Former Hightower advisor scores substantial victory in non-compete lawsuit

Former Hightower advisor scores substantial victory in non-compete lawsuit
The Delaware decision voiding non-compete provision under California law has far-reaching implications, says advisor's attorney.
JAN 27, 2025

A federal court judge has handed a substantial win to a ex-Hightower advisor embroiled in an ongoing dispute against his former firm over its interpretation and enforcement of their non-compete agreements and alleged breaches relating to trade secrets.

In the latest development, the United States District Court for the District of Delaware dismissed Hightower's claims that Darren Reinig, who provided financial services and investment advice through the firm from July 2019 to December 2021, breached a non-compete agreement when he launched a new firm in February of 2024.

The long-running dispute between Hightower and Reinig revolves around a standard protective agreement he entered into as part of its July 2019 acquisition of Delphi, a firm he co-owned. That SPA "provides for post-sale restrictions [against Reinig] on competition, solicitation, and use of confidential information, among other things."

Reinig sold his interest in the acquired firm to Hightower in December 2021, then helped transition his clients to other Hightower advisors affiliated with the firm until the end of 2022, when his relationship with Hightower ended. After that, the two entered into a "letter agreement" in 2023, which modified the SPA to accommodate "Reinig's expressed intent to pursue business and investment opportunities in the field of venture capital and private equity" that, according to Reinig, would not conflict with Hightower's client relationships.

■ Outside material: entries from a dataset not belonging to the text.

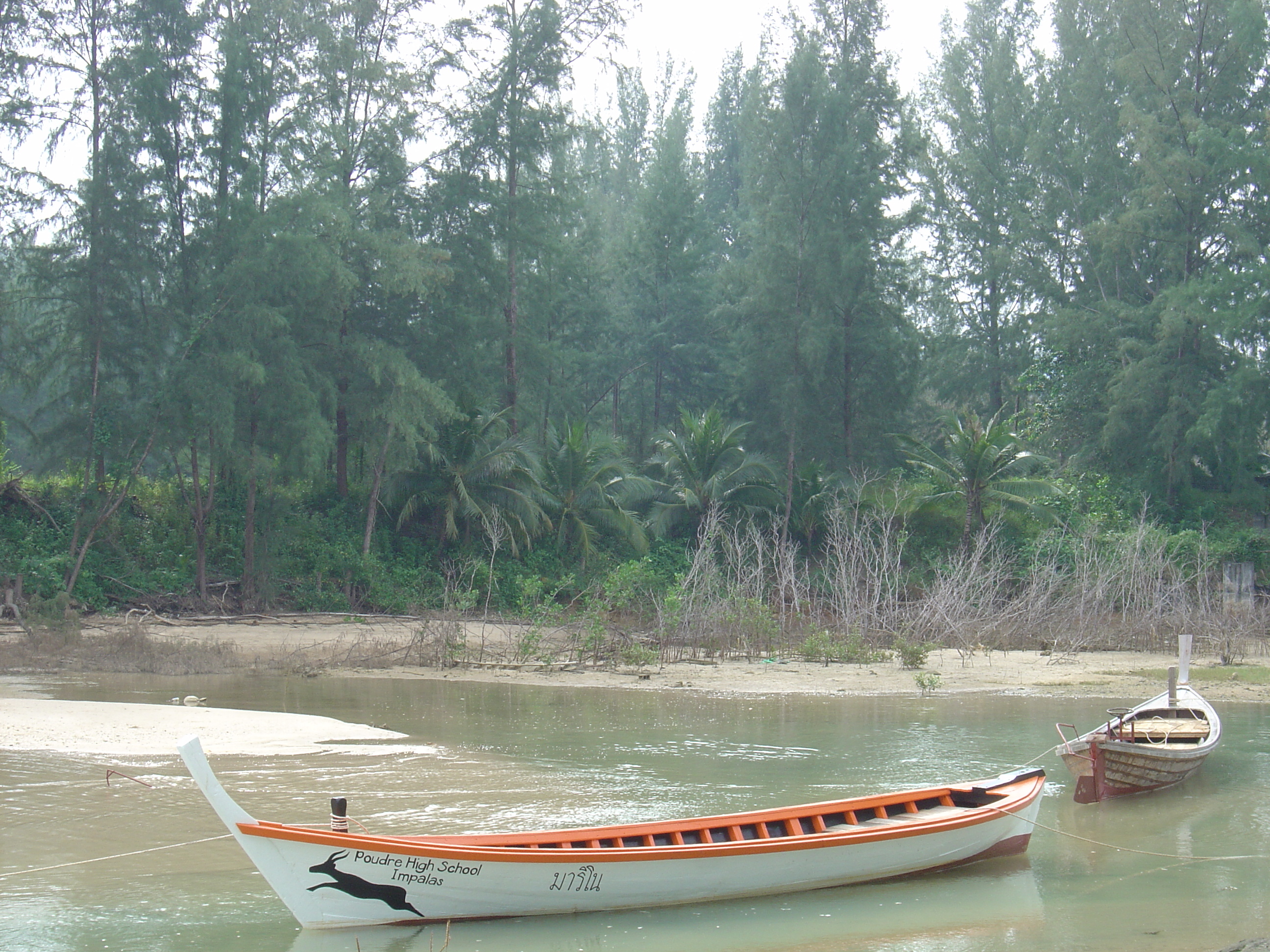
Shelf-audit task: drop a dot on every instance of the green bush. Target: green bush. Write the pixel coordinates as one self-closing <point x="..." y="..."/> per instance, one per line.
<point x="928" y="682"/>
<point x="912" y="654"/>
<point x="850" y="649"/>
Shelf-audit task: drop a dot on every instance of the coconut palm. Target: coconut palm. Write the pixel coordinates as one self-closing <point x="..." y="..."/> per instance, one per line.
<point x="474" y="471"/>
<point x="985" y="464"/>
<point x="589" y="485"/>
<point x="702" y="462"/>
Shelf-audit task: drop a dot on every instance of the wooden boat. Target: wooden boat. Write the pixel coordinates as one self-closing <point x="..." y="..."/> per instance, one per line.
<point x="334" y="878"/>
<point x="1155" y="745"/>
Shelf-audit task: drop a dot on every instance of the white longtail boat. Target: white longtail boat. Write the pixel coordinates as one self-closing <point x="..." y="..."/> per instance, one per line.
<point x="334" y="878"/>
<point x="1155" y="745"/>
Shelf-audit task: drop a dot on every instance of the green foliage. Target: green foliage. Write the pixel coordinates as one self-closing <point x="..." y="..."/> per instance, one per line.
<point x="928" y="682"/>
<point x="702" y="464"/>
<point x="986" y="464"/>
<point x="831" y="646"/>
<point x="911" y="654"/>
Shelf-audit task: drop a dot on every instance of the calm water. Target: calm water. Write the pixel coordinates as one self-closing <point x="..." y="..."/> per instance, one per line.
<point x="521" y="757"/>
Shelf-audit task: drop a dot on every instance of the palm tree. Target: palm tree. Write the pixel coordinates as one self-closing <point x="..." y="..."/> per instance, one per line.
<point x="474" y="471"/>
<point x="589" y="485"/>
<point x="703" y="462"/>
<point x="985" y="464"/>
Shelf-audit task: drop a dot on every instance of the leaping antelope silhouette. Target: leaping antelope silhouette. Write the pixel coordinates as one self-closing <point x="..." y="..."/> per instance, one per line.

Reinig's decision to launch a new wealth and advisory business in southern California, Hightower said, breaches the covenants he agreed to in the SPA. But according to Judge Ruland G. Andrews, the SPA violates public policy in California, rendering it invalid under the state's law.

"Under California law, non-complete clauses are illegal, absent the application of a specific exception," Andrews wrote. "The SPA prohibits Reinig from engaging in investment advisory business anywhere in the United States. This clearly violates California public policy."

Addressing another claim by Hightower under the Defend Trade Secrets Act, the judge denied a motion from Reinig pressing for more definite details about "alleged trade secrets and/or 'confidential information' " that he supposedly misappropriated.

Andrews noted that motions for more definite statements on trade secrets are typically granted when the accusing party's statement "[suffer] from unintelligibility rather than the want of detail." But Hightower's motion spelling out trade secrets as "client lists, client contact and financial information, [and] proprietary investment strategies" was intelligible, he ruled.

Robert Traylor from Stratege Law, who represents Reinig in the dispute against Hightower, said the implications of the decision in Delaware goes beyond advisors in California.

"What we've just seen from Judge Andrews at the Delaware District Court is [Hightower's] non-competes are illegal," Traylor told InvestmentNews in a phone interview. "[The decision] impacts any advisor that would be subject to California law, [and] any advisor in the state of California."

As a substantial equity holder in Hightower, Traylor argued Reinig had no intention of threatening its business model, and dealt with the firm in good faith. 

By pursuing litigation in the US District Court for the District of Delaware, he said Hightower hoped it would gain an advantage from a favorable forum, but instead wound up exposing a legal chink in its armor.

"We think the decision has implication's for Hightower's business model and its efforts to restrict client transfers and competition from former advisors," Traylor said. "They could have simply recognized that Darren was the good actor here, that he complied with his two-year non-compete ... They're the ones who forced the decision to be made that their non-competes are illegal, because they're just overbroad."

The latest ruling against Hightower parallels another bid it made to block an Alabama-based advisor, John Gibson, from launching his own firm. That complaint, filed by the Chicago-based RIA giant in 2022, eventually made its way to Delaware court.

"The Delaware chancery court, applying Alabama law, said that [Hightower's] restrictive covenants were illegal," Traylor said. "California's a bit in the vanguard on making these things illegal ... [But] there are other states that recognize the same thing: that these non-competes violate individuals' ability to engage in their chosen profession and earn a livelihood. And that's all Darren Reinig wanted to do."

"While we are still evaluating the Delaware court’s decision and our next steps, our proceedings with Mr. Reinig are moving forward in arbitration where we remain confident that we will prevail," a Hightower spokesperson said in an emailed statement to InvestmentNews.